Bu dönem eserlerinde Picasso tamamen kendi beğenisini temel almıştır. Toplumsal oluşumdan ziyade insan odaklı bir yaklaşımı benimseyerek kişinin kendi kabuğundaki içsel dünyasını sergilemiştir. Resimlerinde ortamı geri plana atarak, kişi veya kişilerin yaşamlarında baş gösteren çaresizliği, acıyı, ait olamama hissiyatının verdiği kederi yansıtmayı amaçlamıştır. Mavi dönem eserleri,1901 yılı ile birlikte başlamış olup 1904 yılına dek mavi ve tonlarının oluşturduğu buğunun etkisi altında şekillenmiştir.

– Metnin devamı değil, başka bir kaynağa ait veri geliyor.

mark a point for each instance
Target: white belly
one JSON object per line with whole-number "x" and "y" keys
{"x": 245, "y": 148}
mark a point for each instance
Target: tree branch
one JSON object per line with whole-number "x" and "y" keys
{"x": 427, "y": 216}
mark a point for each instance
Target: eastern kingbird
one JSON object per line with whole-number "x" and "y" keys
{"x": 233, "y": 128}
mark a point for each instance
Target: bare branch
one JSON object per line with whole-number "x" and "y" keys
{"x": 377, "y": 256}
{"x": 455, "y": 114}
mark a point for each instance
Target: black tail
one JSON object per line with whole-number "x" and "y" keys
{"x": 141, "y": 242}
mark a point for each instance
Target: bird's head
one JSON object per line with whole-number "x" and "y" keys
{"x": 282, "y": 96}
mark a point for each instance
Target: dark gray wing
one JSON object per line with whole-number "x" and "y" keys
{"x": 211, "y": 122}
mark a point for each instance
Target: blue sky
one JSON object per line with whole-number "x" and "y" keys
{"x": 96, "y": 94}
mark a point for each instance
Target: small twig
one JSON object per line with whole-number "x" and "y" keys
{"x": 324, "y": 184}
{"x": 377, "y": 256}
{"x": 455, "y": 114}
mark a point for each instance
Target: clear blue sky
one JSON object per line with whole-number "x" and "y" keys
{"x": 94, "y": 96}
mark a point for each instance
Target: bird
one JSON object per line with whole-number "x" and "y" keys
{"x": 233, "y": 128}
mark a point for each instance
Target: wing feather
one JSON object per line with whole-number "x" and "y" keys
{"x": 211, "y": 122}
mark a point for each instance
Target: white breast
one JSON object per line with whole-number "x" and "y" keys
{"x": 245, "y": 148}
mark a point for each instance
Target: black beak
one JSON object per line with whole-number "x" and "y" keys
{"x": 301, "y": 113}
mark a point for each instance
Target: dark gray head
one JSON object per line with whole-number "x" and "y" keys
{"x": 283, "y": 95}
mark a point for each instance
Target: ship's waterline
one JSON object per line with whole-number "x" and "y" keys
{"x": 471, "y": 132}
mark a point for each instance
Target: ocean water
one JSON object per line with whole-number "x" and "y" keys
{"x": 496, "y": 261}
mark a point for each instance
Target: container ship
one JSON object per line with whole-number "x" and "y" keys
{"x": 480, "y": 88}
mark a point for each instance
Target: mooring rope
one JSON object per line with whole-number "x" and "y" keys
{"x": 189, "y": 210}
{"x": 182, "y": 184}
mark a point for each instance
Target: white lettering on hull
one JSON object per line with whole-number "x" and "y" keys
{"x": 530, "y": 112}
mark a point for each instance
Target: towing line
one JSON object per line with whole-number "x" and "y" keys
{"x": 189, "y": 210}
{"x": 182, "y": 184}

Kendi özgün eserlerini ilk kez bu dönemde vermeye başlayan Picasso, detayların yoksunluğunu, insanların kayıtsız ifadelerinin gizlediği boşlukla yansıtarak hüzün dolu atmosferi yaratmayı amaç edinmiştir. İnsanlar tarafından anlaşılmayıp beğenilmeyen bu resimler, dönemine uygun görülmediğinden reddedilmiştir. Yoksulluk çığlığının yankılandığı bu eserlerde kişiler, etraflarında olup bitene kayıtsız, kimi zaman bu kayıtsızlığın yarattığı ifadeyle izleyicilerde tutuklu kalmaktadır. O kadar dış dünyayla bağlantısızlardır ki, bu içe dönüşü daha iyi vurgulayabilmek için Picasso, kör insanlara da resimlerinde yer vermiştir.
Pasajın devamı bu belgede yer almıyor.